In November a leading official in the US Food and Drug Administration said that there was an urgent need to investigate the links between Crestor and rhabdomyolysis. The FDA later tried to distance itself from the official’s comments, but reacted furiously when AstraZeneca tried to capitalise on the move with a series of newspaper adverts in which it claimed that the agency had “confidence in the safety” of the drug.
The FDA later wrote to the company, complaining that the advert “misleadingly” suggested that regulators believed there were no safety concerns associated with the medicine.

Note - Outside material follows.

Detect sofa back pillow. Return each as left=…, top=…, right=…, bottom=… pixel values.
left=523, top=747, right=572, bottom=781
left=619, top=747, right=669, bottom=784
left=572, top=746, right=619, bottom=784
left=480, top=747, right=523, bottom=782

A link between rhabdomyolysis and a family of heart drugs known as statins, to which Crestor belongs, is well documented. In August 2001 Bayer, of Germany, was forced to withdraw its cholesterol-lowering drug, Baycol, from the market after clinical tests linked it to the deaths of more than 30 patients suffering from the muscle-wasting disease.
Bayer has since spent more than $1.1 billion (£590 million) settling claims with more than 1,600 patients who suffered side-effects after taking Baycol.
In June last year European regulators ordered AstraZeneca to lower the dosage of Crestor as patients began to contract rhabdomyolysis.
AstraZeneca insisted last night that the circumstances surrounding Crestor were different to those for Baycol. The company said that it had experienced just one rhabdomyolysis-related death despite writing more than 14 million prescriptions to four million patients. Baycol, on the other hand, was associated with more than 30 deaths among a patient population which had received 10 million prescriptions. Of the two other Crestor-related deaths, one was linked to a heart attack while the other remained unresolved, the company said.
The latest case marks the first suspected instance in which a fatality from rhabdomyolysis has been linked to Crestor.